As cartridges too do suffer from the lack of real standardization of its electrical or mechanical parameters, we have to fine-tune each and any cartridge to meet its best performance in relation to its surrounding components and their very specific electrical/mechanical parameters.
This is true for MM, MI, MC and foremost LOMC.
Each is different - hey, - thats why we love analog don't we ?
Dertonarm is absolutely correct on this one. BTW I have yet to see a MM that actually loads correctly at 47K. Most are more like half that and I have seen Grados that are closer to 10K.
And we will run into some MI carts which will love 100k......... endless story. Wished we had a fraction of the standards we see in most other segments of technical life on earth.
I agree with Dertonarm.

I am currently experiencing my first go at loading with a lomc.
I have a Benz Gold on a VPI HMW 19/Audioquest-Jelco arm going to a NAD PP2.the rest of the system is:
Audio Alchemy DLC line stage
Hafler 220 power amp
Acoustat model 2 electrostatics
Morrow Audio MA1 interconnects
Anti Cable speaker cables

The NAD comes with a load of 100ohm.I did some research and found out that the load resistors are in R50 and R60 on the PCB. I replaced the 100ohm with 1kohm.The sound was immediately much better.So being the warm blooded American boy I am I tried 10kohms.
Now we are really talking good here. I know this gear is old and/or cheap, but my ears are not inexperienced and I think this is one of the best sounds I have heard EVER!
The inner details are as good as I have ever heard.
The dynamics are much more dynamic,there is so much more texture and refinement.Still smooth, still has bass heft and authority only more controlled and defined.
The sound stage is wider,taller, and much deeper.I believe that a big part of this is that the sound floor is significantly lower.
I call this, beginners luck.But never the less, if the charm of vinyl had not beckoned,I would never had done it, and had missed out on so much enjoyment.
This is why we do this hobby.

47 kohm when you have a preamp which can do it without sounding thin, dead and analytical 1kohm when you have a normal preamp below 200ohms when you have a very analytical and harsh sounding high end System and you want to soften it. or MM Phono and a matching high quality Step Up.
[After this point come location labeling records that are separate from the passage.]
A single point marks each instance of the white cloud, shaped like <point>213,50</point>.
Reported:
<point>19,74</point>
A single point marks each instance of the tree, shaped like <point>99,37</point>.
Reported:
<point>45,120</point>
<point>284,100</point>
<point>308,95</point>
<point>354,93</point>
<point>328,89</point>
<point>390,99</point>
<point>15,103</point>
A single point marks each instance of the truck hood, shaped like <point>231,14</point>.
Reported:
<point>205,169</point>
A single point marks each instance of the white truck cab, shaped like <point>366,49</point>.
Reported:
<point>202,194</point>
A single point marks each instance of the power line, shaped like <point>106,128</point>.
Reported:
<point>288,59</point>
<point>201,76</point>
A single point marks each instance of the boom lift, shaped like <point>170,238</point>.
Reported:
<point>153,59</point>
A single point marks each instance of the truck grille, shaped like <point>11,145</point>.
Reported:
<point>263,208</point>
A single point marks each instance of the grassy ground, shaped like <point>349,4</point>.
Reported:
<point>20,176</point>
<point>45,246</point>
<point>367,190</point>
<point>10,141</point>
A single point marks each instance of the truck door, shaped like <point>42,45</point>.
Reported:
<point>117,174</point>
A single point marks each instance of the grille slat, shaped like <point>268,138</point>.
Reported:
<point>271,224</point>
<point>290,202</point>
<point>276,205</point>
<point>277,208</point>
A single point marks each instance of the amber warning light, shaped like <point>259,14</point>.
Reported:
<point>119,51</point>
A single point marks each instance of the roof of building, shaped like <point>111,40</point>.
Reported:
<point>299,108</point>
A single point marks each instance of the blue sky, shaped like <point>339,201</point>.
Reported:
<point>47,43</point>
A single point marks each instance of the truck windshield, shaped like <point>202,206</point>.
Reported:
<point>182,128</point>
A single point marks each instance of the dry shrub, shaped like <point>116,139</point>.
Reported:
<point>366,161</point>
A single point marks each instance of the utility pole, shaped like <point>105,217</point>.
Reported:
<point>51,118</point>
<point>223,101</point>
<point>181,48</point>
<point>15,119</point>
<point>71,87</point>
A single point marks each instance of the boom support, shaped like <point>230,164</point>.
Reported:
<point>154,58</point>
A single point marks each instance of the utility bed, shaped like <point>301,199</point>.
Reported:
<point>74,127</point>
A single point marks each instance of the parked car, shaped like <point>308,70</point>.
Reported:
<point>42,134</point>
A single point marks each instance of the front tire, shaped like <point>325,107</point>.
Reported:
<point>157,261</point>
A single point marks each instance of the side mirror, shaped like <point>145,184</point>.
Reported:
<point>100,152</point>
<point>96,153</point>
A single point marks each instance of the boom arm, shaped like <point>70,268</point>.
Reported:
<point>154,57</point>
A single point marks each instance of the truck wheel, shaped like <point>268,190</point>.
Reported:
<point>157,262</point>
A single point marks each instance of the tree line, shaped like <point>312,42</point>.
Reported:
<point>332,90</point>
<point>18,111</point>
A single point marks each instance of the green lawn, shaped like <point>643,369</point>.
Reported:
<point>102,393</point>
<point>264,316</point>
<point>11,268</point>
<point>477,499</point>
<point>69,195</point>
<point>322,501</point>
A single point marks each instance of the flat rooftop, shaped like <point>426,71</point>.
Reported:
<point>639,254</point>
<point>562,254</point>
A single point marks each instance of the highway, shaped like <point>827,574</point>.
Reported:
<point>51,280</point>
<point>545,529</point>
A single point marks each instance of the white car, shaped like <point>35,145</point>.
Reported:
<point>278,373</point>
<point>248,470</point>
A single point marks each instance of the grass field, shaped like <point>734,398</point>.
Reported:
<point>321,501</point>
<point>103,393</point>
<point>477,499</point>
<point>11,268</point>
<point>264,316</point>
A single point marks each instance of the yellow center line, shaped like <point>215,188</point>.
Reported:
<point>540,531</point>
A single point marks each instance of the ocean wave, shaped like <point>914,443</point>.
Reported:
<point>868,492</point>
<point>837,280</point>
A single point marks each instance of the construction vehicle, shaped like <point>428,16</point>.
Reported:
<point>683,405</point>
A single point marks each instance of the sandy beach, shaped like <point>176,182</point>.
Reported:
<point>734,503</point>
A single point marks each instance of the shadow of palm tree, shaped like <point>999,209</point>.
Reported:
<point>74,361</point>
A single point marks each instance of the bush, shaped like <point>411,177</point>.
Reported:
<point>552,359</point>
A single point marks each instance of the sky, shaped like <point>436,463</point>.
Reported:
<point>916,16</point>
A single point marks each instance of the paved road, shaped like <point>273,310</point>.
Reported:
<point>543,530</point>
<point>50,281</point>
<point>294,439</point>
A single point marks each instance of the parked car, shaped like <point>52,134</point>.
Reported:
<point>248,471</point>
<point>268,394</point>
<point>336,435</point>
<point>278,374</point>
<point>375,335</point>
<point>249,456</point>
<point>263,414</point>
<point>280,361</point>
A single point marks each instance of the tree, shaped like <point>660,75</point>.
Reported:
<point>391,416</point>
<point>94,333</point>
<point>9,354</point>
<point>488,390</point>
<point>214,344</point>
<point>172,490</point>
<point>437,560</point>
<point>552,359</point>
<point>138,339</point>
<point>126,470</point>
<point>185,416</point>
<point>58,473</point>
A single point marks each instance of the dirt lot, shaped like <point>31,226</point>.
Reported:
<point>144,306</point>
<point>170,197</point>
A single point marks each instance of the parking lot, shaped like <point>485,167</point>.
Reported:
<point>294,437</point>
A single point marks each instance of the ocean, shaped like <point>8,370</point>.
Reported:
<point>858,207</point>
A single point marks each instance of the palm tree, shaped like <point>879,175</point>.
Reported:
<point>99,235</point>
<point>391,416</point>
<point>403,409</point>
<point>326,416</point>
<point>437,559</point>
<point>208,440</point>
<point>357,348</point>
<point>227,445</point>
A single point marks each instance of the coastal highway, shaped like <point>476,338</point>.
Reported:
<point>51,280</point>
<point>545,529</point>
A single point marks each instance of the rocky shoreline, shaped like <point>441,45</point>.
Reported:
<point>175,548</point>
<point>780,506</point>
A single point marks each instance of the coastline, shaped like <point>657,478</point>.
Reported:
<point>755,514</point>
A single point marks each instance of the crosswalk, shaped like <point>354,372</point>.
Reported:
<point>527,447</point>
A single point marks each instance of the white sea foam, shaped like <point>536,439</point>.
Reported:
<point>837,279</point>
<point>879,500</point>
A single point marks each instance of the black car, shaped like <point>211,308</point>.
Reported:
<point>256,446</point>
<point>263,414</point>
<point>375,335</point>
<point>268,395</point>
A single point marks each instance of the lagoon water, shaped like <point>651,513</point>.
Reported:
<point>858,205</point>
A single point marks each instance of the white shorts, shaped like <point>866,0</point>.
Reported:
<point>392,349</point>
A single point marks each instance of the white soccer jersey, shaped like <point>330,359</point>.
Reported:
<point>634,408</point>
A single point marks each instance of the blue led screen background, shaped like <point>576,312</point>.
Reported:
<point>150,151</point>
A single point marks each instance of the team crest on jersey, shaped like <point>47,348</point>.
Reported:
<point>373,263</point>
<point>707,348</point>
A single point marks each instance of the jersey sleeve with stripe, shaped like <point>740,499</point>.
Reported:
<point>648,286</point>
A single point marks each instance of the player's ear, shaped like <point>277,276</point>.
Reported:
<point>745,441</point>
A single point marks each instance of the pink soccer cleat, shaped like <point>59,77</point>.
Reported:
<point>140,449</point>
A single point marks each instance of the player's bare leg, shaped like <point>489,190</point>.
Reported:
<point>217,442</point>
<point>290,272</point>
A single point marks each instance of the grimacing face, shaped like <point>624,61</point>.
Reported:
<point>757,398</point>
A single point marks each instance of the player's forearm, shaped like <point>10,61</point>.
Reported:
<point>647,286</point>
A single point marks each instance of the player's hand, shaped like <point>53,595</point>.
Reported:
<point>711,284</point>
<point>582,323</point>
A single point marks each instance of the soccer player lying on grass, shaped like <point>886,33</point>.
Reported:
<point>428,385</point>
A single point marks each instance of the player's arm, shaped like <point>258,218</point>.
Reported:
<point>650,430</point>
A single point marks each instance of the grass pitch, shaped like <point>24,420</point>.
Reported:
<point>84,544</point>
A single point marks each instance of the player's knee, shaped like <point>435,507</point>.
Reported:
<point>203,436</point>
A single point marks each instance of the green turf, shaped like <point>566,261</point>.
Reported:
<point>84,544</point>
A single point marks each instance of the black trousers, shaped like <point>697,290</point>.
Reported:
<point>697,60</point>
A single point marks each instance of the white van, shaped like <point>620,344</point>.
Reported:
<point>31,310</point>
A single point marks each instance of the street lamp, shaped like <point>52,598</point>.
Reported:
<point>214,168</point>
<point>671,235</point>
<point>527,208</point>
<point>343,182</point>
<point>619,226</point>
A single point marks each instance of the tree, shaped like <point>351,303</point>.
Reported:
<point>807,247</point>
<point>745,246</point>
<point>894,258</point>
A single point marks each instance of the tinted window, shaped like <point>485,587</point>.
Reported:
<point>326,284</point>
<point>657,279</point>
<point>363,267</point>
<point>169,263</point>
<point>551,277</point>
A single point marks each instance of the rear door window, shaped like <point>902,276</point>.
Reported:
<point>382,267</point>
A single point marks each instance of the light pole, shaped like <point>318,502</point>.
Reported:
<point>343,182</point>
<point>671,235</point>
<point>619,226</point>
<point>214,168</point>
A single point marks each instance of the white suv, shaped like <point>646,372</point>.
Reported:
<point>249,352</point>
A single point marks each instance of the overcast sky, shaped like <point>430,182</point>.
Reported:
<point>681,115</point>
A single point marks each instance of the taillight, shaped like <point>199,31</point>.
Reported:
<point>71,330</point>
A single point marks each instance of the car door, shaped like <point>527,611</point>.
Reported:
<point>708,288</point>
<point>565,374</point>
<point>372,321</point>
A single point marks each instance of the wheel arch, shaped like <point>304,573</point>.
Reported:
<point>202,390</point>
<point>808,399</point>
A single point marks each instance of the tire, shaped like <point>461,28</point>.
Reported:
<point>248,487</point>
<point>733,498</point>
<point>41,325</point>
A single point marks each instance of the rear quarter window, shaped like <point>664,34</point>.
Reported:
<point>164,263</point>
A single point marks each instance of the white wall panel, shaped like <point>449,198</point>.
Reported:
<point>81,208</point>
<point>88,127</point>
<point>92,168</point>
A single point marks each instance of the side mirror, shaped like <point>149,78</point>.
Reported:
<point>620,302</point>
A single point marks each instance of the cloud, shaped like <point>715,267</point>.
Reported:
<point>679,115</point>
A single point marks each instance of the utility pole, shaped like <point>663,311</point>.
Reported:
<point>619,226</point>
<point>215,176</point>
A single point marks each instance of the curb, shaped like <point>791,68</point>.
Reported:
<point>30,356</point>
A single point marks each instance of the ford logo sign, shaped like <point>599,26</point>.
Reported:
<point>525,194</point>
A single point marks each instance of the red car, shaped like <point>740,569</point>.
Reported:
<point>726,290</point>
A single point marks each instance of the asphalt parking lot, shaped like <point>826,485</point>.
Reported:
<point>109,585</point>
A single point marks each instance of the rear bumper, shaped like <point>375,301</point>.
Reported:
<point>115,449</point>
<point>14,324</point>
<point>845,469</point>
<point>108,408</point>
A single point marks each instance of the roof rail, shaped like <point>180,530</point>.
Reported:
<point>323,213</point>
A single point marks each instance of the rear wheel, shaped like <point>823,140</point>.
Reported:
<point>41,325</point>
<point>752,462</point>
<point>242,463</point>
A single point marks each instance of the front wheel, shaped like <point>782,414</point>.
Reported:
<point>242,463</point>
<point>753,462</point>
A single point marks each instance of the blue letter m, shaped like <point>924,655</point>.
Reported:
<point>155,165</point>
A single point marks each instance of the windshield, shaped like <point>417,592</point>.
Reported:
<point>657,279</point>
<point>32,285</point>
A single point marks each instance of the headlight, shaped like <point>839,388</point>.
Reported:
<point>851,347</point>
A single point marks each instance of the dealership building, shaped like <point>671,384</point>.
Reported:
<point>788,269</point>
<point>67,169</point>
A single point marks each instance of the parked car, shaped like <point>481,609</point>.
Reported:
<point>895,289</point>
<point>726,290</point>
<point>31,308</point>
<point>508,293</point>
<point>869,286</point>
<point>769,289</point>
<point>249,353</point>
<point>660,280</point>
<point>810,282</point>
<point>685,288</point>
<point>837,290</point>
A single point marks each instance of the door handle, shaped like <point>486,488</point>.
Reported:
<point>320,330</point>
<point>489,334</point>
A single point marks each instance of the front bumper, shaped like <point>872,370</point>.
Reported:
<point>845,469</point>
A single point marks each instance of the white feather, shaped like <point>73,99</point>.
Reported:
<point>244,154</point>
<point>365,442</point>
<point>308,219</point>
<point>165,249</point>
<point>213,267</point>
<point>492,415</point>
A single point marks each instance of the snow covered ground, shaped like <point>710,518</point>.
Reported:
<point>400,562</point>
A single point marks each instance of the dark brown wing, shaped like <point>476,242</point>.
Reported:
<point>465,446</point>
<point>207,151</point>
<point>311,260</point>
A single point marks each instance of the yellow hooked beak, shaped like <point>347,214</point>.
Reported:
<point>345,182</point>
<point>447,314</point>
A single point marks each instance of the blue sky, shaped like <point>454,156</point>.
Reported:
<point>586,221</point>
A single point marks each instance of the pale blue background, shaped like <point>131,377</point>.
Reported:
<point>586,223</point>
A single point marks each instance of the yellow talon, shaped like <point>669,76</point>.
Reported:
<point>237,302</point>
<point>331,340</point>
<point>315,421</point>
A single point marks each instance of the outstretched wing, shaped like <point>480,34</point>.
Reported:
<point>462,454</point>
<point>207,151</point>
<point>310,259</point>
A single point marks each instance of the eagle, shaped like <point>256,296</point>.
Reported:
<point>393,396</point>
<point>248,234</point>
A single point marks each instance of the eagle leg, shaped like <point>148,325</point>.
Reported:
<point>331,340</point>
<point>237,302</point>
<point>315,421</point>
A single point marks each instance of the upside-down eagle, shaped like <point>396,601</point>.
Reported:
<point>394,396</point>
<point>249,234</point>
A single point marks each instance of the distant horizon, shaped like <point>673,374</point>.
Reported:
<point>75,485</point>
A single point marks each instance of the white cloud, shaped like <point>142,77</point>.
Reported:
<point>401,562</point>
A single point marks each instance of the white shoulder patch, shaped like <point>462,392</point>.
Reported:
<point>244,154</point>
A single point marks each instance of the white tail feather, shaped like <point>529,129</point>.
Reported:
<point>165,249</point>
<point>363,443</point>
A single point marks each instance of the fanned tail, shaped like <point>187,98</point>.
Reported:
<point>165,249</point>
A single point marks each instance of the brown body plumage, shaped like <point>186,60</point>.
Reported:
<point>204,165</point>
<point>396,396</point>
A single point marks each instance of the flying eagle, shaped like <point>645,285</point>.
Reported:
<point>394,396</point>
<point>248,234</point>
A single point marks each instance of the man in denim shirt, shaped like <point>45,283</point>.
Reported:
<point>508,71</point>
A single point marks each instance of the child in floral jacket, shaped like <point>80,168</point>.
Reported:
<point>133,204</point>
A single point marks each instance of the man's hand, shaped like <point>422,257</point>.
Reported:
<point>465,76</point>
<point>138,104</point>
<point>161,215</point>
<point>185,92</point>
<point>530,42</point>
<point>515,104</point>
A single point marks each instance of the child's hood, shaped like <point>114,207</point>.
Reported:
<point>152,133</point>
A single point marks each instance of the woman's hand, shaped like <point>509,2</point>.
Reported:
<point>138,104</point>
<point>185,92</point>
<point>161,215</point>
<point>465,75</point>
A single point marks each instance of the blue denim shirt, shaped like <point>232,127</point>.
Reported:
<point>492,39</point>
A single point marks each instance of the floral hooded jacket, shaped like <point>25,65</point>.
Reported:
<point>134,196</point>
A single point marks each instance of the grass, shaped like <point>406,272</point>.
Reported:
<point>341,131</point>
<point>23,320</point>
This short guide defines my experience to a tee: Jasmine LP2.0SE > DV10x5 > Rega P3.

The Jasmine has 4 settings (30ohms; 100ohms; 250ohms; 1Kohms). At the suggested cart load for the DV10x5 (1K) it's way to bright, highs distort and bass is muddy - in my current system. Same but to a lesser degree at 250ohms. 100ohms works best in my system. Well below the recommended load impedance but with the best over all results.
Listen and learn.
I decided to try going back down on the loading.I went back to 1k after going all the way up to 47k.
While listening to choral music;I started noticing that every time a word ended with "s" it had a strident snake like sound.So I went down to 10k then 1k.The snakes went away and the mids jumped right out!

Next stop 450k.

Just changed my whole setup. I just finished building a SUT MC tranformer(I plan on starting a string on DIY SUT). The setting that I am using comes to 200 ohm.
This transformer just took my analog rig to another level.
Much better dynamics,lower sound floor,more extended frequency response.Individual instruments and voices are much more coherent.
Micro and macro details like I have never had.
This is fun.
It feels like I have a whole new library of music to listen to.
Sorry for going a little off topic,but analog is so much fun.

George,I forgot to answer your question. Of course there is no simple answer but I will say that the Lukashek phono stage by Benz comes loaded at 1000ohm.So that might be a good place to start.

Hello George,

I have some experience with the Heed Quasar and a cloned XOno combined with a Benz ACE L and a Benz Glider L2 S. With both systems I ended up with 1k at the XOno and 470ohms at the Heed. I didn't like 20k or even 47k. Too much hiss in the highs.
I have been told by a friend with a Benz Lukashek phono stage that the stock loading is 22k.If so I stand corrected.